A Great Warrior Has Been Called Home
ELDER, HEREDITARY CHIEF, MEDICINE MAN, ACTOR AND LIVING LEGEND, SAGINAW GRANT JOURNEYS ON
Saginaw Grant, elder, actor, artist, hereditary chief and medicine man of the Sac & Fox tribe, who traveled the world speaking and teaching of his traditions has passed away at the age of 85. Saginaw was honored with a Living Legend award in 2016 at the Native American Music Awards. At the 2018 Awards ceremony, Saginaw won for Record of the Year his album entitled, "Don’t Let The Drums Go Silent." Saginaw spent a lot of time recording the voice over work for the album to tell a story for his people.

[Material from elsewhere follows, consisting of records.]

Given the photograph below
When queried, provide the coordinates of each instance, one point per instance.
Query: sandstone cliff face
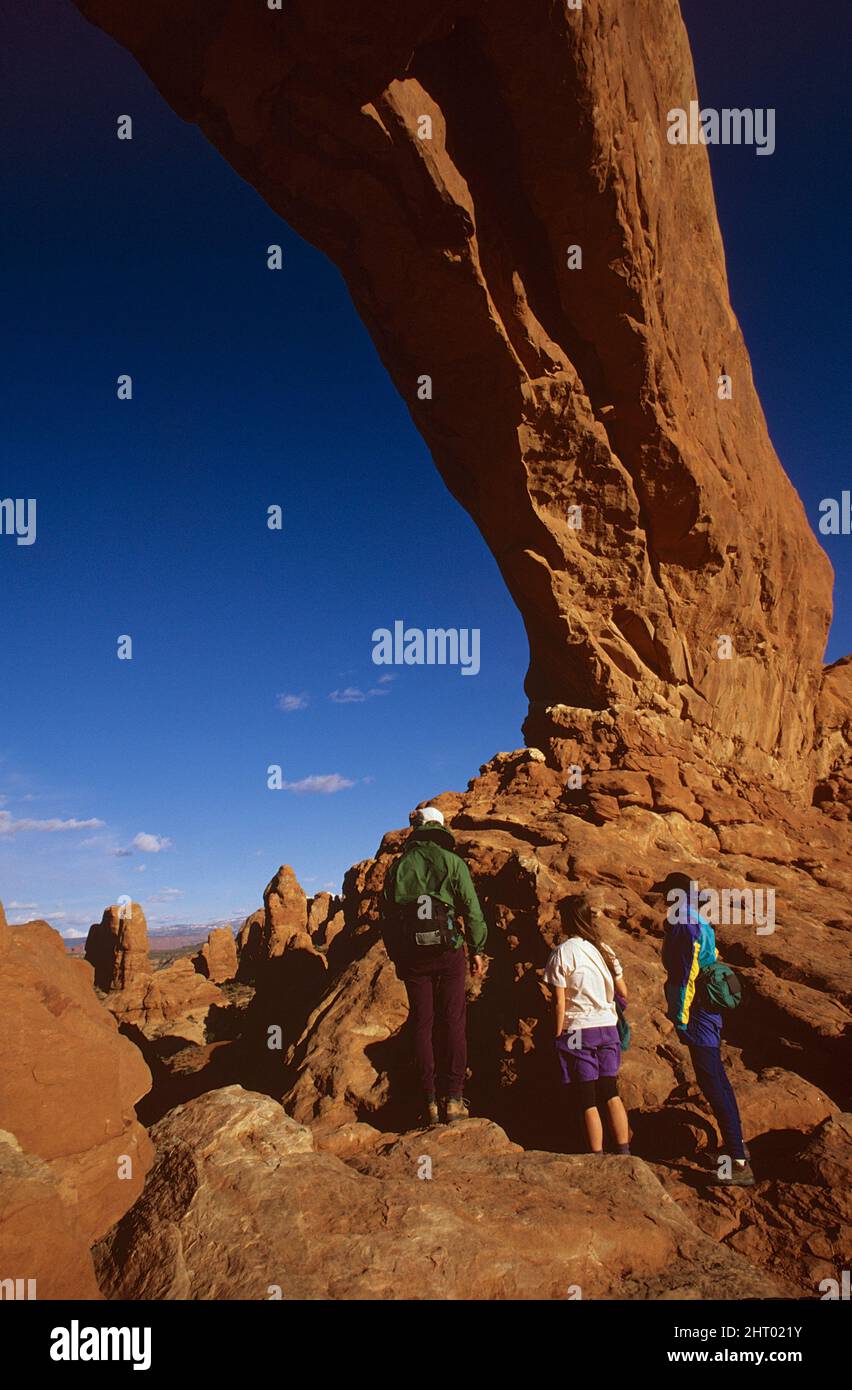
(676, 640)
(72, 1155)
(448, 157)
(117, 948)
(463, 1214)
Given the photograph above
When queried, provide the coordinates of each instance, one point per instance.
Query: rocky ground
(282, 1114)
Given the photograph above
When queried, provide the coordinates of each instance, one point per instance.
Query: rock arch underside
(552, 388)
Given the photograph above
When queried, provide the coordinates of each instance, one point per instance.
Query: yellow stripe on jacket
(690, 988)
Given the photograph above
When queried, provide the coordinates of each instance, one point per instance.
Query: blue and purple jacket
(687, 948)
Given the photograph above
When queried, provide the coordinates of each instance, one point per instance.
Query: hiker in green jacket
(426, 887)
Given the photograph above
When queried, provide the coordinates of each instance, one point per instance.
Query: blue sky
(256, 388)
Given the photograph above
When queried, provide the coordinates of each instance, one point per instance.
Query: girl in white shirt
(585, 977)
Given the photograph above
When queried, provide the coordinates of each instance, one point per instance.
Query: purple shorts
(585, 1054)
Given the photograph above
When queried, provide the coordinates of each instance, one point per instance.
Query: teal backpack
(720, 987)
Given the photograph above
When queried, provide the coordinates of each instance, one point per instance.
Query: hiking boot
(740, 1176)
(456, 1108)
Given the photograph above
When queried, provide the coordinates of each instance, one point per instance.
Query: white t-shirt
(581, 970)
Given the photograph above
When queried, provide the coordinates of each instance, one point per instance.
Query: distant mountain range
(160, 938)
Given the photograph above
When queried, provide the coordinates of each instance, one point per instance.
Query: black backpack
(426, 925)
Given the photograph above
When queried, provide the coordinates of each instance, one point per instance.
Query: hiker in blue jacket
(688, 948)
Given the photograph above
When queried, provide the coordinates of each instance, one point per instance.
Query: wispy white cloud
(355, 695)
(289, 702)
(150, 844)
(9, 826)
(320, 784)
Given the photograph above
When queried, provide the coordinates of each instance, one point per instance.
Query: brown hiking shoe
(456, 1109)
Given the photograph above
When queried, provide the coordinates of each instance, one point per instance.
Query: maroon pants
(437, 1007)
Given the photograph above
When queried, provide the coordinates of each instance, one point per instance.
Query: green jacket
(430, 865)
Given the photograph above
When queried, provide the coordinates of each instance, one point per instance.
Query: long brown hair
(577, 920)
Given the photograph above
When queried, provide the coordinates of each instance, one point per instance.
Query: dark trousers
(719, 1093)
(437, 1004)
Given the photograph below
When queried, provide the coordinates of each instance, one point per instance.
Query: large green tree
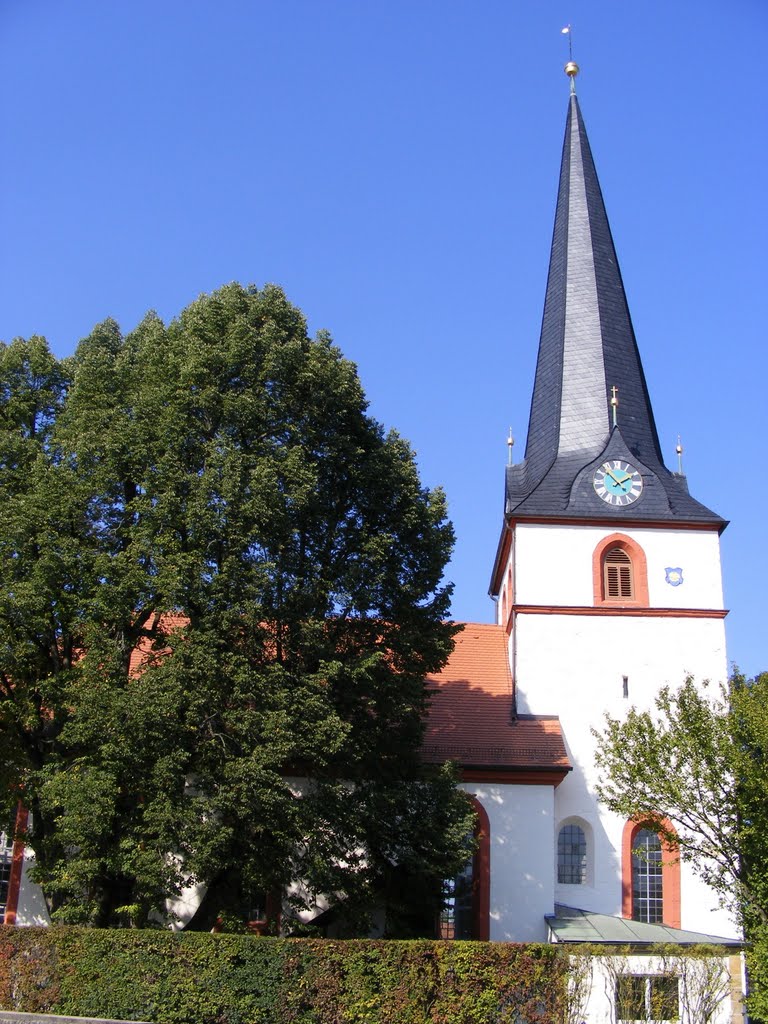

Saginaw appeared in numerous films and television shows. He played Grey Cloud, an ally of Indiana Jones, opposite Harrison Ford in the 1993 episode "Mystery of the Blues" of The Young Indiana Jones Chronicles. He played the Gatekeeper in the 1999 film, "Purgatory". He played Chief Big Bear in the 2013 film The Lone Ranger. He appeared as a man who sells his truck to Walter White in the Breaking Bad episode "Ozymandias" and much more.
Saginaw was a member of the Sac and Fox Nation of Oklahoma. His mother's ancestry was from the Iowa and Otoe-Missouria tribes of Oklahoma. He was a United States Marine Corps veteran of the Korean War.
Saginaw was always happiest sharing the traditions of his people. He came to acting later in life and felt enormous pride in sharing culture through movies and public speaking. He was also a jewelry maker and artist. During the pandemic, Saginaw shared an inspirational message: "Take a moment to find the beauty in a negative situation...spend extra time with someone and let them know they’re loved. Recognize the opportunities you have in every situation, know that your choices in a crisis define who you are, let this define you in a positive light."
Saginaw is survived by his daughter Lisa Grant, daughter-In-law Dodie L Kent, grandchildren Cassandra and Vanessa Kent, his brothers Austin JR and Francis SR, adopted daughter Lani Melisa Carmichael, his adopted son Rick Mora, adopted daughter Heather Everette, and his nieces, nephews and cousins in Oklahoma. The Native American Music Awards would like to express our sincerest condolences to Saginaw's family on their profound loss. Saginaw will be greatly missed.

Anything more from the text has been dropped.